AI researchers at Google have trained a giant neural network using a whopping 341GB of discussions scraped from public social media to create what they believe is the most human-like chatbot ever.
The software, dubbed Meena, has at its heart a Tensorflow seq2seq model containing conversations encoded as streams of vectors that are transformed back into text to form replies when the thing is spoken to by a person. You give it a prompt as input, it says stuff back that, hopefully, is relevant. The fact it's trained on human discussions and exchanges means it may even fire back sentences that sound vaguely natural. The neural network has a lot to draw from: it contains 2.6 billion parameters, more than the 1.5 billion parameters in OpenAI’s largest GPT-2 model.
It apparently took about a month to fully train Meena using 2,048 Google-designed TPU v3 cores. Folks over at Google Brain reckon all the compute power and time is all worth it, however, since being able to hold a conversation is seen as a necessary component of realistic yet artificial intelligence.
“The ability to converse freely in natural language is one of the hallmarks of human intelligence, and is likely a requirement for true artificial intelligence,” the boffins wrote in a paper [PDF] released on arXiv this week describing Meena.
Meena was essentially trained to mimic the way humans talk to one another, idly chitchatting about movies, weekend plans, travelling, playing musical instruments, mathematical philosophy, breathing underwater, and well, anything really.
Hundreds of gigabytes of public conversations on social media were collected into message trees, where the first message is considered the root, and all the corresponding replies are child or leaf nodes. Organizing the data in this way makes it easier to convert discussions into chains of text that the software can learn from. It has to figure out what links replies to previous messages so that, when talking to a real human, it can discern the context and conjure up responses that are relevant and give the impression the thing comprehends what's being discussed.

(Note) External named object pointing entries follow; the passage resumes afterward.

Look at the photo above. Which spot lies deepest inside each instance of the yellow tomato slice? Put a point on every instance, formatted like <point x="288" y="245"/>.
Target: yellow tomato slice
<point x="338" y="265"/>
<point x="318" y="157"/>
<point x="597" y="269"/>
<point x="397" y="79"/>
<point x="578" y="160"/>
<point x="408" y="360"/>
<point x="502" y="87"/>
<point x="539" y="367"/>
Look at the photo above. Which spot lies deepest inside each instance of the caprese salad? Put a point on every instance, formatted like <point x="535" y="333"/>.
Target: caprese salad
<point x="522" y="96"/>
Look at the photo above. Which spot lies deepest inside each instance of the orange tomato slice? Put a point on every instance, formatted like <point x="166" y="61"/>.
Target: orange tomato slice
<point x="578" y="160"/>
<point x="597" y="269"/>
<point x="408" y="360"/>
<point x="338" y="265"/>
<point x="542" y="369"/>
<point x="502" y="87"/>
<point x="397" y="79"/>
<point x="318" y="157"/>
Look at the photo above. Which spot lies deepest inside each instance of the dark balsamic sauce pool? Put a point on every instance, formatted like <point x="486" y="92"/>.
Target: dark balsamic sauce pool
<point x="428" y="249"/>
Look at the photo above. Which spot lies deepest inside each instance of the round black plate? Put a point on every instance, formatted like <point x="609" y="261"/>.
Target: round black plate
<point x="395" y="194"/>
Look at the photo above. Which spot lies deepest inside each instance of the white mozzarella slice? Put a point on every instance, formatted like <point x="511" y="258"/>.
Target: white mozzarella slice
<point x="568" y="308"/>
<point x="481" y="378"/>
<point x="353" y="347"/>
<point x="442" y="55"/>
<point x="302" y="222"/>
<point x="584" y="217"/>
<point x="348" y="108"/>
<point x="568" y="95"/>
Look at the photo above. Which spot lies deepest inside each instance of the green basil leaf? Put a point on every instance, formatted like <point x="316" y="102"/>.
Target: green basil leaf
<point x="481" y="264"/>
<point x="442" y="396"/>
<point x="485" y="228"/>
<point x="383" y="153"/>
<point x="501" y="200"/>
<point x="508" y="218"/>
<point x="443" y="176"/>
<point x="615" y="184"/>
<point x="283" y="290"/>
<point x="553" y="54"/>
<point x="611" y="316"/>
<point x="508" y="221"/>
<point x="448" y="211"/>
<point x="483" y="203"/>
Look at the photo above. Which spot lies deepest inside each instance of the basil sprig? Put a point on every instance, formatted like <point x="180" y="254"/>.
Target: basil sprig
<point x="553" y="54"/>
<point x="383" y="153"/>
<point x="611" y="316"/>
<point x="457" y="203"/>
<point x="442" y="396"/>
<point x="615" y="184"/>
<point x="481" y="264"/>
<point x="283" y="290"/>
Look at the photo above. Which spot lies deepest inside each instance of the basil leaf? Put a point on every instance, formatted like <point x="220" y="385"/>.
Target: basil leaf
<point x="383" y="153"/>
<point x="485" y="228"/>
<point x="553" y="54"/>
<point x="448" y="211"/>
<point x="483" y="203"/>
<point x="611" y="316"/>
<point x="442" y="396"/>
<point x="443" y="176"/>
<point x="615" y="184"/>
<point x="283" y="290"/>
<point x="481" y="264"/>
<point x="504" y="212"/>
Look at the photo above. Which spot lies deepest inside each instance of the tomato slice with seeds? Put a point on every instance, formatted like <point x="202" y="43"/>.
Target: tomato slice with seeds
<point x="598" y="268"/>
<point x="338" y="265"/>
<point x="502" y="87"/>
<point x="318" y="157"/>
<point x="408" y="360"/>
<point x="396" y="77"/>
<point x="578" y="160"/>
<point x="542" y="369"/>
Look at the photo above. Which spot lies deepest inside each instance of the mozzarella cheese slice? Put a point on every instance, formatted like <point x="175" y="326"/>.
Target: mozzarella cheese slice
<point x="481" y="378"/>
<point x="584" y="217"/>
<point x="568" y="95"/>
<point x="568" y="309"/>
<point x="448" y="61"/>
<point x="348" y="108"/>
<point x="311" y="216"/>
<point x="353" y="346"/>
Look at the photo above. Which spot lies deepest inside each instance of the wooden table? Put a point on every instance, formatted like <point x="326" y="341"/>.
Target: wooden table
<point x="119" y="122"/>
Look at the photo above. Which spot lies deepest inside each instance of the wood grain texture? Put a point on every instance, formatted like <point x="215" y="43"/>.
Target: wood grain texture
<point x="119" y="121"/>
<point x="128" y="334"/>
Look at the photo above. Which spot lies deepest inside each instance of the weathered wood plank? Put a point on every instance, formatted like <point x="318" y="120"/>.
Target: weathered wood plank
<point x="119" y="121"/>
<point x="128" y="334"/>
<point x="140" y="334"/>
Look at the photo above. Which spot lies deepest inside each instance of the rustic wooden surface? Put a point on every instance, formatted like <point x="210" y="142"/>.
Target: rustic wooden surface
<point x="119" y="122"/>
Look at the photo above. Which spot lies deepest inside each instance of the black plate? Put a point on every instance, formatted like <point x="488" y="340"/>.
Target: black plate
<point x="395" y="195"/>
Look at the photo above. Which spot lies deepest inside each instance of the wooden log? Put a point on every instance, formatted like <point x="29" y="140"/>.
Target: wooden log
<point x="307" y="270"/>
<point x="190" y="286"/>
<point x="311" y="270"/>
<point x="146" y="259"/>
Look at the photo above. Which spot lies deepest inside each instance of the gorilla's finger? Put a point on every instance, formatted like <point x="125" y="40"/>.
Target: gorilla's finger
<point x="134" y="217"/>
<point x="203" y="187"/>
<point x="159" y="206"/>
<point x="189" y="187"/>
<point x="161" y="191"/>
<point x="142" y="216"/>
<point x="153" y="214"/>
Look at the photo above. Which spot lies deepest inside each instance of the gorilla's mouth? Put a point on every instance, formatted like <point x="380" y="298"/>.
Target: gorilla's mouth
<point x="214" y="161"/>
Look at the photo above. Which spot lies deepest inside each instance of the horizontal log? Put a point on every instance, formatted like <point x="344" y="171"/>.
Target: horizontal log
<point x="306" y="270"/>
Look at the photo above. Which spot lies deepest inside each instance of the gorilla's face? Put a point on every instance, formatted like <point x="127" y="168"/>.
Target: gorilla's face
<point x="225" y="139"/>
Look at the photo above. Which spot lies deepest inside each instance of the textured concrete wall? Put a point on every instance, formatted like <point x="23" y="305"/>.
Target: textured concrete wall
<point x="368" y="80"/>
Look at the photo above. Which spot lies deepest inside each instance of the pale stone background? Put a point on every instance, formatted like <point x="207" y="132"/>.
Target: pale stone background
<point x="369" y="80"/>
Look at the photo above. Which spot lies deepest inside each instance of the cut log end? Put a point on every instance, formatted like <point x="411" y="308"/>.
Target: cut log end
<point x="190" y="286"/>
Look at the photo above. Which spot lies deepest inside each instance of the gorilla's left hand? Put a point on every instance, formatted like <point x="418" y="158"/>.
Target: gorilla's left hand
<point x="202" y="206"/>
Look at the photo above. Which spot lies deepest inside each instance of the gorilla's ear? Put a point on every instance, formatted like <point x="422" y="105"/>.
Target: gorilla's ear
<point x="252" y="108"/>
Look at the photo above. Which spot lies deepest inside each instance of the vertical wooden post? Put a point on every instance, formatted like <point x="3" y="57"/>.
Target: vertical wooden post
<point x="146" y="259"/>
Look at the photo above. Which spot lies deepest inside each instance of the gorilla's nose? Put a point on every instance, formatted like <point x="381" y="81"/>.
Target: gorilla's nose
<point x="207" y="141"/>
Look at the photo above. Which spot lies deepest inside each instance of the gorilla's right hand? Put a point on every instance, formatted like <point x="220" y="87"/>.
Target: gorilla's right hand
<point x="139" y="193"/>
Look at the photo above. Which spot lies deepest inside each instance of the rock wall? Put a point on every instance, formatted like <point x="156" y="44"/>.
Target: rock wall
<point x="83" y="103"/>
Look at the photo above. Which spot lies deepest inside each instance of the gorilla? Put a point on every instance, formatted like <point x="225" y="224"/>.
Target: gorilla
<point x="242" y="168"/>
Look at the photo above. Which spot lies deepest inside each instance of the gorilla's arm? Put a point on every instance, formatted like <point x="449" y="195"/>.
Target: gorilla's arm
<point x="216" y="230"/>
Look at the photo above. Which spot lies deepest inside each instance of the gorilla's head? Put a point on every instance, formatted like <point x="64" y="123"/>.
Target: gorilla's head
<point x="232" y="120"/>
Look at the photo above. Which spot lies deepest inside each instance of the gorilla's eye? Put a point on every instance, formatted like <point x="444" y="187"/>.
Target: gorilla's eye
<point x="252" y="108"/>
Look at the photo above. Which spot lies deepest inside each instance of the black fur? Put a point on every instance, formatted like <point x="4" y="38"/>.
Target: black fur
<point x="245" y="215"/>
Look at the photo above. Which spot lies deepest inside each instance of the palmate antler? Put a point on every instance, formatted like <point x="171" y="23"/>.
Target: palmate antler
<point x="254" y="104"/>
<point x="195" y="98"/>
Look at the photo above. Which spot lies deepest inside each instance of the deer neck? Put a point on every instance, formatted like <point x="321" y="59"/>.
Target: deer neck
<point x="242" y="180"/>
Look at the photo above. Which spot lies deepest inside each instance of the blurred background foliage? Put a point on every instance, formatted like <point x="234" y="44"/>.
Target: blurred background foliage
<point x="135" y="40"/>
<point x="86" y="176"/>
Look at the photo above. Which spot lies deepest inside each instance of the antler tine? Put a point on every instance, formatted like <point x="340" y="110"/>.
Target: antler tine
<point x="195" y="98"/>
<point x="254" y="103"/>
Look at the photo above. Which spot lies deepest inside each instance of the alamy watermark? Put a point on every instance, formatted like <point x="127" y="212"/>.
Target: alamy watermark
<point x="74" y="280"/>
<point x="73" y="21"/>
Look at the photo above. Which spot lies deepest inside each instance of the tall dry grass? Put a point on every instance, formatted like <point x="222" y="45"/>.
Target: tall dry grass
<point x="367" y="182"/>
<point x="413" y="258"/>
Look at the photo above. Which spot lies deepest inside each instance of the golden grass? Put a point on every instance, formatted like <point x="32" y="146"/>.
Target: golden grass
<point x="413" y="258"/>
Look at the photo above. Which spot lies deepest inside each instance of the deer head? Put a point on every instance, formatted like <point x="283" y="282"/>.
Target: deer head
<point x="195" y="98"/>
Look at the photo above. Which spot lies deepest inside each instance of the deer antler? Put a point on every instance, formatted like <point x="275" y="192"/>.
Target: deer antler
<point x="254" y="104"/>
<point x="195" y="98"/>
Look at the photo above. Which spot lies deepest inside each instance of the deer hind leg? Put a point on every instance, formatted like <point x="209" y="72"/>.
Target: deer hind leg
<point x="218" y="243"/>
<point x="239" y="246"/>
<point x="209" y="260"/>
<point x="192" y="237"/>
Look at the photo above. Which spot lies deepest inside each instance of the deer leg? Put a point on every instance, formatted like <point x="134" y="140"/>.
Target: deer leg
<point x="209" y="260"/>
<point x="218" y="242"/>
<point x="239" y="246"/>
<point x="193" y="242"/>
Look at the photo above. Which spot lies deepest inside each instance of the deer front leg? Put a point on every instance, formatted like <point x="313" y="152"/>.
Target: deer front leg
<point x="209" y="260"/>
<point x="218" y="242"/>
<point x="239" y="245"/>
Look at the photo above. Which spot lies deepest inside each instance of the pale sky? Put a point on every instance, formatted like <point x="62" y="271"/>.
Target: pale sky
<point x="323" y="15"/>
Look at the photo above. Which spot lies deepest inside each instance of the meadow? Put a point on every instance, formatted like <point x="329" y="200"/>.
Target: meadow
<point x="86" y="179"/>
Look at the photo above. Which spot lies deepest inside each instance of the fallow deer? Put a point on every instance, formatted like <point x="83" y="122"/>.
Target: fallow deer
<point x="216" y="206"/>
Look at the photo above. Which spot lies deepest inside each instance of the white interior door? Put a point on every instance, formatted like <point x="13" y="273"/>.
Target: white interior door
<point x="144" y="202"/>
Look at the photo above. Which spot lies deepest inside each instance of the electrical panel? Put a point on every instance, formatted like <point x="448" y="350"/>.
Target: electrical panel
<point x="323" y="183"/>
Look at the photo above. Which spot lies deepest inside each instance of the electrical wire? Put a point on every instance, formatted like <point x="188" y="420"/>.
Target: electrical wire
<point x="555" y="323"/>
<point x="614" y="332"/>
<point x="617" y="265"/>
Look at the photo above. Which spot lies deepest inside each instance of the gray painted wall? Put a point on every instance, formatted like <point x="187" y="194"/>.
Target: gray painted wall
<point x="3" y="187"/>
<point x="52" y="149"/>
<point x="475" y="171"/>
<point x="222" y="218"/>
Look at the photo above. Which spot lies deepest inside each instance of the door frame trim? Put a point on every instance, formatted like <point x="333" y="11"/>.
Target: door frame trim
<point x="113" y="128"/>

What could go wrong? Redmond researchers release a blabbering bot trained on Reddit chatsREAD MORE
Building a coherent machine is difficult, and most chatbots reveal their limits when they rapidly descend into babble: their opening replies may pass as human, but the next sentences won't make sense or are just completely factually incorrect. As such, humans interacting with these systems have to do so in a rigid manner, constructing questions carefully to maximize the chances that the computer will understand the prompt, and reply in a coherent manner.
Meena isn’t designed to answer questions or act as a digital assistant. It’s instead built to have convincing chinwags with its human handlers. The Googlers tested their chatbot on a crew of crowdsourced workers, though the paper didn’t specify how many were recruited. Each worker was instructed to have short conversations with Meena and grade it by how sensible and specific its replies were.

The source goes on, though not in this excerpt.